Even within the public sector itself, data does not circulate horizontally — between departments of the same institution — nor vertically, between different levels of healthcare (primary, secondary and tertiary). As a result, a doctor at the MFMC cannot see the laboratory tests or examinations a patient has undergone at the regional hospital, while the hospital has no access to the treatment history from primary care centers.

In this reality, patients are the sole carriers of their medical documentation, storing and transferring reports, prescriptions and test results from one institution to another.

The same structural division applies to pharmacies, laboratories and diagnostic clinics, which operate separately from each other and from the public health system.

In this reality, patients are the sole carriers of their medical documentation, storing and transferring reports, prescriptions and test results from one institution to another.
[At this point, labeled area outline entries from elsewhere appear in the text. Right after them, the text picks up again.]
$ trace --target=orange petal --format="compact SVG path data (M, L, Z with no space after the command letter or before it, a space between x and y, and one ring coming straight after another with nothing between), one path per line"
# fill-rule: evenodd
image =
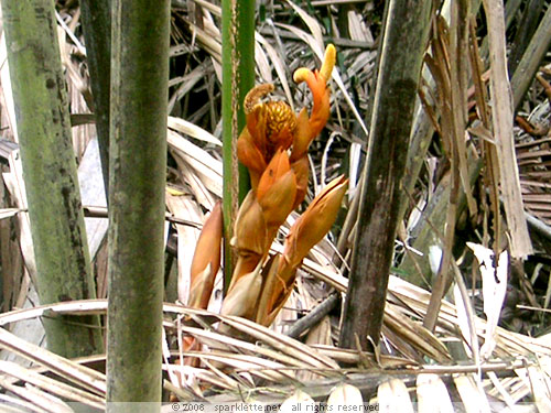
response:
M266 250L266 221L262 208L255 193L249 191L245 197L235 222L233 246L238 250L250 251L259 256Z
M348 180L333 180L296 219L285 239L283 257L291 268L300 265L309 251L328 232L346 193Z
M258 300L256 322L269 326L291 294L296 270L282 256L273 257L263 270L266 282Z
M304 197L306 196L310 177L310 164L307 156L304 154L302 157L293 162L291 167L296 177L296 194L293 203L294 209L304 200Z
M266 170L264 156L247 128L242 130L237 140L237 157L239 162L249 169L249 172L261 174Z
M325 56L321 70L310 70L301 67L294 72L294 81L306 81L312 91L314 105L310 117L310 140L313 140L325 127L329 118L329 90L326 87L331 73L335 66L335 46L329 44L325 50Z
M195 247L191 267L190 305L206 308L213 292L214 280L220 268L222 204L216 203Z
M257 311L257 300L262 286L260 268L261 264L257 265L255 271L236 281L222 304L220 313L223 315L253 319Z
M279 148L288 149L293 143L296 116L284 101L268 101L266 105L267 155Z
M310 119L306 108L302 108L296 117L296 128L294 129L293 150L291 152L291 162L304 156L312 142L312 133L310 129Z
M258 200L269 229L276 227L277 230L284 222L288 215L293 210L295 194L296 180L294 172L289 170Z
M260 177L257 188L257 199L262 198L273 183L290 170L291 166L289 164L289 155L287 154L287 151L280 148Z

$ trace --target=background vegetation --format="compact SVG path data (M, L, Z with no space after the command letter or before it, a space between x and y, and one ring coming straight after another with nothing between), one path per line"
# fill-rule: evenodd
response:
M9 35L10 31L17 33L10 6L18 3L2 1L8 45L24 39L23 34ZM45 9L53 6L44 3ZM153 7L136 3L143 3L132 9L137 20L168 9L159 2ZM246 390L260 400L281 401L298 382L305 383L303 390L309 394L324 400L335 383L346 380L361 390L365 400L403 401L396 406L399 411L411 409L411 401L420 403L422 411L426 394L432 405L462 402L467 411L489 411L490 402L509 407L533 402L539 411L549 411L550 9L540 0L457 0L420 1L419 9L406 12L407 3L389 1L385 10L378 1L257 2L255 14L247 12L248 19L253 18L256 33L246 32L248 45L242 46L250 61L247 67L253 69L236 69L231 65L228 68L227 54L224 57L228 41L234 39L223 34L228 33L224 19L231 2L174 0L170 7L170 48L165 51L169 76L163 84L160 77L166 75L166 53L161 53L156 63L156 55L147 54L145 72L139 72L133 61L147 47L153 47L148 46L145 37L156 37L143 34L153 29L143 29L133 41L122 35L120 41L136 48L129 48L128 61L115 58L108 66L111 58L106 55L116 56L118 50L109 50L120 43L106 42L106 37L125 33L125 28L118 32L118 22L108 19L108 9L96 9L95 2L58 1L55 15L46 19L51 30L39 33L50 42L44 50L52 53L60 44L60 53L55 51L50 58L56 61L60 54L52 70L57 73L61 97L54 95L52 101L35 104L36 118L26 129L20 119L24 100L18 90L26 83L30 93L36 93L47 85L40 80L46 72L31 69L19 79L12 66L18 63L10 58L17 47L0 48L0 59L6 63L10 58L12 66L11 78L8 65L0 69L0 259L6 311L0 314L0 371L6 374L0 378L0 387L6 390L0 394L2 400L56 412L68 409L67 400L105 405L106 394L115 394L108 391L105 355L93 351L98 354L78 360L62 358L76 352L64 354L52 346L51 338L48 350L61 356L44 349L41 326L46 322L47 329L48 320L68 315L80 322L79 316L94 315L97 323L99 315L105 327L110 283L109 305L126 294L132 303L130 309L120 311L119 315L128 318L119 318L126 325L118 325L117 333L126 328L127 341L139 341L143 335L155 337L158 346L162 345L150 349L156 365L162 355L164 400L240 400ZM25 24L29 29L31 23ZM168 36L161 33L165 29L153 31L160 37ZM55 34L58 43L52 42ZM336 225L304 259L294 290L271 328L219 315L222 275L208 312L186 307L192 251L202 222L230 184L228 170L223 167L223 146L227 151L228 141L242 128L228 131L228 124L235 123L223 120L236 113L231 111L236 109L236 96L229 95L234 98L229 102L224 100L228 98L228 76L241 75L251 81L253 75L255 84L274 84L271 98L285 100L298 112L311 107L311 95L292 81L292 75L302 66L318 67L328 43L337 48L337 69L329 83L331 118L311 145L311 181L299 211L329 181L345 174L349 191ZM120 72L105 76L114 68ZM118 93L120 85L110 84L114 78L141 94ZM112 90L110 100L106 89ZM246 91L240 90L239 96ZM64 101L65 93L68 102ZM114 98L121 99L116 109ZM168 100L166 108L160 105L163 100ZM125 102L139 104L142 111L125 112L131 109ZM21 135L31 137L35 132L32 124L42 124L39 113L47 113L53 107L69 111L61 122L66 128L52 133L57 138L65 133L64 139L73 141L84 205L82 209L78 206L77 214L87 217L90 273L96 285L88 296L71 295L72 300L44 300L41 291L44 272L36 246L53 247L58 237L51 230L44 232L45 240L36 238L35 228L44 222L35 222L45 219L33 218L31 204L53 206L47 196L61 189L32 184L25 157L43 160L55 150L56 161L63 165L73 160L62 156L62 143L50 141L25 155L25 148L36 144L39 138L26 143ZM119 109L126 115L114 111ZM112 118L114 113L118 117ZM109 123L111 142L106 138ZM114 142L115 131L125 124L129 129L123 139ZM164 131L166 150L160 139ZM117 148L125 142L136 142L136 146ZM127 171L120 170L121 164L112 164L122 157ZM56 169L46 164L42 170L43 178L54 186L60 184L53 175ZM151 182L133 187L142 182L134 174ZM102 191L108 182L111 247L106 241L108 214ZM76 182L69 186L77 189ZM230 187L234 194L238 192L237 186ZM119 195L114 198L117 191ZM161 246L164 208L165 244ZM236 206L231 208L235 213ZM60 214L60 208L54 209L46 216ZM156 214L154 218L132 215L140 210ZM129 241L114 249L117 232L112 222L130 217L134 226ZM273 252L281 251L296 218L295 213L290 216L272 246ZM149 226L154 229L149 231ZM136 232L140 227L142 231ZM75 252L73 247L53 249L50 254L57 256L58 262L68 260L62 252ZM108 256L110 265L122 268L122 272L136 262L151 264L151 271L138 271L148 272L151 279L141 280L141 285L139 278L125 279L136 283L133 286L115 284L112 273L108 276ZM88 265L88 258L85 261ZM115 267L110 271L116 271ZM60 271L64 275L75 272ZM161 303L156 298L162 273L165 304L161 328ZM155 300L133 295L133 287L143 292L144 285L153 286L151 296ZM41 304L63 303L36 308L36 289ZM95 296L98 300L74 301ZM151 311L147 309L150 304ZM357 311L356 315L350 308ZM132 312L137 314L133 320ZM150 322L154 329L151 335L136 322L140 315L144 319L139 322ZM343 317L354 317L355 322L345 318L343 323ZM98 328L94 332L97 334ZM186 347L191 338L196 347ZM125 358L127 345L121 346L120 361L136 362L140 352L132 356L129 351ZM131 366L137 376L142 372L138 366ZM117 367L112 365L111 369ZM149 379L159 381L159 372L155 370ZM32 390L24 383L32 384ZM109 385L112 390L114 382ZM55 395L53 402L45 401L46 393ZM150 393L143 394L149 398ZM151 396L158 399L160 394ZM107 396L108 401L130 399Z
This disorganized situation makes the health system slow, bureaucratic and incapable of ensuring continuity of care, avoiding the repetition of tests or building a national health profile.

The health system continues to function in a fragmented and uncoordinated manner even after a decade of efforts to put the HIS into operation.

In 2011, the MoH began implementing the expansion of the HIS in three phases. The first two phases were planned to include piloting and implementing the system in 30% of the country’s territory, with evaluation of the pilot at the end of 2014. The third phase involved implementing the system nationwide — an objective intended to be achieved by 2020.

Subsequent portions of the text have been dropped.